Re: IndexSorter optimizer

2006-01-04 Thread Doug Cutting

Byron Miller wrote:

On optimizing performance, does anyone know if google
is exporting its entire dataset as an index or only
somehow indexing the topN % (since they only show the
first 1000 or so results anyway)


Both.  The highest-scoring pages are kept in separate indexes that are 
searched first.  When a query fails to match 1000 or so documents in the 
high-scoring indexes then the entire dataset is searched.  In general 
there can be multiple levels, e.g.: high-scoring, mid-scoring and 
low-scoring indexes, with the vast majority of pages in the last 
category, and the vast majority of queries resolved consulting only the 
first category.


What I have implemented so far for Nutch is a single-index version of 
this.  The current index-sorting implementation does not yet scale well 
to indexes larger than ~50M urls.  It is a proof-of-concept.

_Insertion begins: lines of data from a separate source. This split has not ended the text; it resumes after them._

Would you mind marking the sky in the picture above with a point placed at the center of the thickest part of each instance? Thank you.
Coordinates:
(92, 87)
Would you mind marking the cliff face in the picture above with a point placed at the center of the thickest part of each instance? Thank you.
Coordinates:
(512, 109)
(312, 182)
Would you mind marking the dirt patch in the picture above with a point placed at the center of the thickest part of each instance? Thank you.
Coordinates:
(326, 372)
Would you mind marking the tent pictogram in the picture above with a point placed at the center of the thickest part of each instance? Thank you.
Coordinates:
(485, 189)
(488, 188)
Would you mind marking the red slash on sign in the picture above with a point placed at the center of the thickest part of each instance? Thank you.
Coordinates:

A better long-term approach is to introduce another MapReduce pass that 
collects Lucene documents (or equivalent) as values, and page scores as 
keys.  Then the indexing MapReduce pass can partition and sort by score 
before creating indexes.  The distributed search code will also need to 
be modified to search high-score indexes first.


Doug


Re: IndexSorter optimizer

2006-01-04 Thread Andrzej Bialecki

Doug Cutting wrote:


Byron Miller wrote:


On optimizing performance, does anyone know if google
is exporting its entire dataset as an index or only
somehow indexing the topN % (since they only show the
first 1000 or so results anyway)



Both.  The highest-scoring pages are kept in separate indexes that are 
searched first.  When a query fails to match 1000 or so documents in 
the high-scoring indexes then the entire dataset is searched.  In 
general there can be multiple levels, e.g.: high-scoring, mid-scoring 
and low-scoring indexes, with the vast majority of pages in the last 
category, and the vast majority of queries resolved consulting only 
the first category.


What I have implemented so far for Nutch is a single-index version of 
this.  The current index-sorting implementation does not yet scale 
well to indexes larger than ~50M urls.  It is a proof-of-concept.

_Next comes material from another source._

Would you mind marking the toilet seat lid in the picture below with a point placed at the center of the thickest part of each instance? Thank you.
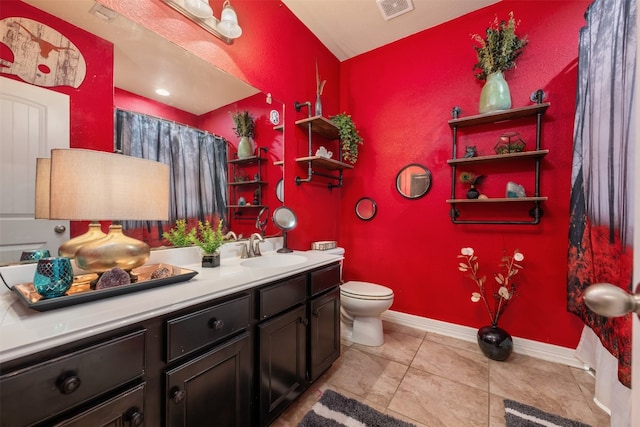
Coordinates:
(365, 289)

A better long-term approach is to introduce another MapReduce pass 
that collects Lucene documents (or equivalent) as values, and page 
scores as keys.  Then the indexing MapReduce pass can partition and 
sort by score before creating indexes.  The distributed search code 
will also need to be modified to search high-score indexes first.



The WWW2005 conference presented a couple of interesting papers on the 
subject (http://www2005.org), among others these:


1. http://www2005.org/cdrom/docs/p235.pdf
2. http://www2005.org/cdrom/docs/p245.pdf
3. http://www2005.org/cdrom/docs/p257.pdf

The techniques described in the first paper are not too difficult to 
implement, especially the Carmel's method of index pruning, which gives 
satisfactory results at moderate costs.


The third paper, by Long  Suel, presents a concept of using a cache of 
intersections for multi-term queries, which we already sort of use with 
CachingFilters, only they propose to store them on-disk instead of 
limiting the cache to relatively small number of filters kept in RAM...


--
Best regards,
Andrzej Bialecki 
___. ___ ___ ___ _ _   __
[__ || __|__/|__||\/|  Information Retrieval, Semantic Web
___|||__||  \|  ||  |  Embedded Unix, System Integration
http://www.sigram.com  Contact: info at sigram dot com




Re: IndexSorter optimizer

2006-01-03 Thread Byron Miller
On optimizing performance, does anyone know if google
is exporting its entire dataset as an index or only
somehow indexing the topN % (since they only show the
first 1000 or so results anyway)

With this patch and a top result set in the xml file
does that mean it will stop scanning the index at that
point?  Is there a methodology to actually prune the
index on some scaling factor so that a  4 billion page
index can be searchable only 1k results deep on
average?

seems like some sort of method to do the above would
cut your search processing/index size down fairly
well. But it may be a more expensive to post process
to this scale then it is to simply push and let the
query optimize ignore it as needed.. afterall disk
space is getting rather cheap compared to cpu
processing  memory.



--- Doug Cutting [EMAIL PROTECTED] wrote:

 Andrzej Bialecki wrote:
  I'm happy to report that further tests performed
 on a larger index seem 
  to show that the overall impact of the IndexSorter
 is definitely 
  positive: performance improvements are
 significant, and the overall 
  quality of results seems at least comparable, if
 not actually better.
 
 Great news!
 
 I will submit the Lucene patches ASAP, now that we
 know they're useful.
 
 Doug
 



Re: IndexSorter optimizer

2006-01-02 Thread Doug Cutting

Andrzej Bialecki wrote:
I'm happy to report that further tests performed on a larger index seem 
to show that the overall impact of the IndexSorter is definitely 
positive: performance improvements are significant, and the overall 
quality of results seems at least comparable, if not actually better.


Great news!

I will submit the Lucene patches ASAP, now that we know they're useful.

Doug


Re: IndexSorter optimizer

2006-01-02 Thread Andrzej Bialecki

Doug Cutting wrote:


Andrzej Bialecki wrote:

Using the original index, it was possible for pages with high tf/idf 
of a term, but with a low boost value (the OPIC score), to outrank 
pages with high boost but lower tf/idf of a term. This phenomenon 
leads quite often to results that are perceived as junk, e.g. pages 
with a lot of repeated terms, but with little other real content, 
like for example navigation bars.



Sounds like tf/idf might be de-emphasized in scoring.  Perhaps 
NutchSimilarity.tf() should use log() instead of sqrt() when 
field==content?



I don't think it's that simple, the OPIC score is what determined this 
behaviour, and it doesn't correspond at all to tf/idf, but to a human 
judgement.




To conclude, I will add the IndexSorter.java to the core classes, and 
I suggest to continue the experiments ...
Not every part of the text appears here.